Sejak itu, tak hanya ingatan sosial dengan tanah, relasi dan ingatan sosial antar manusia, kearifan lokal dan solidaritas juga terkikis. Nilai-nilai sosial bertranformasi menjadi satuan angka dan barang-barang. Kita merasa lebih baik, saat makin banyak memilki uang, gadget atau barang elektronik lainnya. Kita, separuh populasi di Asia Tenggara ini adalah sebuah captive market, pasar raksasa dengan konsumen-konsumen yang menurun kecerdasannya.
Kita tak peduli apakah kita menjadi konsumen perusak, karena barang yang kita punya mengancam keselamatan penduduk di kampung lain, atau Negara lain. Logam berat dalam gadget kita bisa saja dari Bangka Belitung, hutan hujan di Kalimantan, ataupun Kongo di Afrika yang terus bergejolak karena konflik militer. Termasuk berbagai sampah plastik dan styrofoam yang menumpuk dan mengganjal saluran-saluran air diperkotaan, memperburuk banjir tiap musim hujan.

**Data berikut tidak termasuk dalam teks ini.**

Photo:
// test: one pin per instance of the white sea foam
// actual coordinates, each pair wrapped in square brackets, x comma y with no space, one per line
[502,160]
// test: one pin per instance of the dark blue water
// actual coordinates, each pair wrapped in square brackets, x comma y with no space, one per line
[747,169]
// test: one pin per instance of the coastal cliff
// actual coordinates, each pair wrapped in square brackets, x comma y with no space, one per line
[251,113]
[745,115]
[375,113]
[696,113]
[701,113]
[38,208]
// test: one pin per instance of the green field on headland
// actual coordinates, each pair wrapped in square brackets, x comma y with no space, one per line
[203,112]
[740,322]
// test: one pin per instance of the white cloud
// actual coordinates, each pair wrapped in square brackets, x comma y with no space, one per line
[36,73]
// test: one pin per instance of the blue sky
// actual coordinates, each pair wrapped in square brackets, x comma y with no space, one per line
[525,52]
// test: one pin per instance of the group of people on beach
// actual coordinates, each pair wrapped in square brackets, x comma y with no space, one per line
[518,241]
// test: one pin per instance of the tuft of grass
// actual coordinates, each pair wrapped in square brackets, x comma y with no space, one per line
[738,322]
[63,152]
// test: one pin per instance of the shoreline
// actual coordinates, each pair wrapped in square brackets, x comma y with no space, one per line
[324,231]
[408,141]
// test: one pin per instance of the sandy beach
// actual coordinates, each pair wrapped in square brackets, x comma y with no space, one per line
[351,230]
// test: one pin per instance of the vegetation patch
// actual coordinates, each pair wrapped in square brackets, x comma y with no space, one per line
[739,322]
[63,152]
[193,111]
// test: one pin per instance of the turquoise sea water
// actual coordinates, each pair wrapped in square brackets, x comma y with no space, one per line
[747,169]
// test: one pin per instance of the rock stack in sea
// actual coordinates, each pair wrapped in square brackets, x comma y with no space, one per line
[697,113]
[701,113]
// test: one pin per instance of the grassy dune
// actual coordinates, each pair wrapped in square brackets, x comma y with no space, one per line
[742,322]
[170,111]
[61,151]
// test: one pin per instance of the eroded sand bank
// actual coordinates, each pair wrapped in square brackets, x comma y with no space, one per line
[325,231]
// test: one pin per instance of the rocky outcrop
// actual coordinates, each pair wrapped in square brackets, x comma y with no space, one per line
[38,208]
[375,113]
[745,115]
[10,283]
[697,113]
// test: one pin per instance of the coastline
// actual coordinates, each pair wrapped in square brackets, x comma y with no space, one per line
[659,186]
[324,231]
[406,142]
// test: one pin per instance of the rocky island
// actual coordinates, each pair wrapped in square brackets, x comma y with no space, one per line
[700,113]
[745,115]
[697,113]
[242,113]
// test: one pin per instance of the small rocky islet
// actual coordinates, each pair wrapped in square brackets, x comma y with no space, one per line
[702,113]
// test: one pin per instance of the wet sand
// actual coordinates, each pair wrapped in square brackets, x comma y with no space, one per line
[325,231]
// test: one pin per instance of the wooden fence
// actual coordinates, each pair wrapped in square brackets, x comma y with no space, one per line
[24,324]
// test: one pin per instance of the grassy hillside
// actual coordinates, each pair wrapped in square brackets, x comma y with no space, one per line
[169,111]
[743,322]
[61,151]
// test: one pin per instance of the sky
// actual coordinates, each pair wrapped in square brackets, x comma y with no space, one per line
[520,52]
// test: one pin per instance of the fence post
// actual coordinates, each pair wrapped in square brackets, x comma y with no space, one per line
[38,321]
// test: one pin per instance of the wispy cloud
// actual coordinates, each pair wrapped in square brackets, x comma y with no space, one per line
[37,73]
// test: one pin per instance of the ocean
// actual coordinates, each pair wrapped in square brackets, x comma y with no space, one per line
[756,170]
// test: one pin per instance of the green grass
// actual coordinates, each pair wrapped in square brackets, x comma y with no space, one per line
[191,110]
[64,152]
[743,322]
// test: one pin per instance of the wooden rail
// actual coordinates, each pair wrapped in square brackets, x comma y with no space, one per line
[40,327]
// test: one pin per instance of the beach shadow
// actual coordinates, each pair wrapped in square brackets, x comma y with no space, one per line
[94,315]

Banjir kini wajah Indonesia. Sungguh menghina akal sehat menyebutnya sekedar cobaan Tuhan, kutukan karena patung perempuan telanjang di istana Presiden, ataupun maksiat perayaan tutup tahun. Banjir telah menjadi krisis Negara. Mengurusnya mesti dimulai dengan memperlakukan wilayah kepulauan sebagai ruang hidup dan meletakkan keselamatan warga Negara di atas kepentingan siapapun.***
Siti Maimunah, aktivis Jaringan Advokasi Tambang (JATAM)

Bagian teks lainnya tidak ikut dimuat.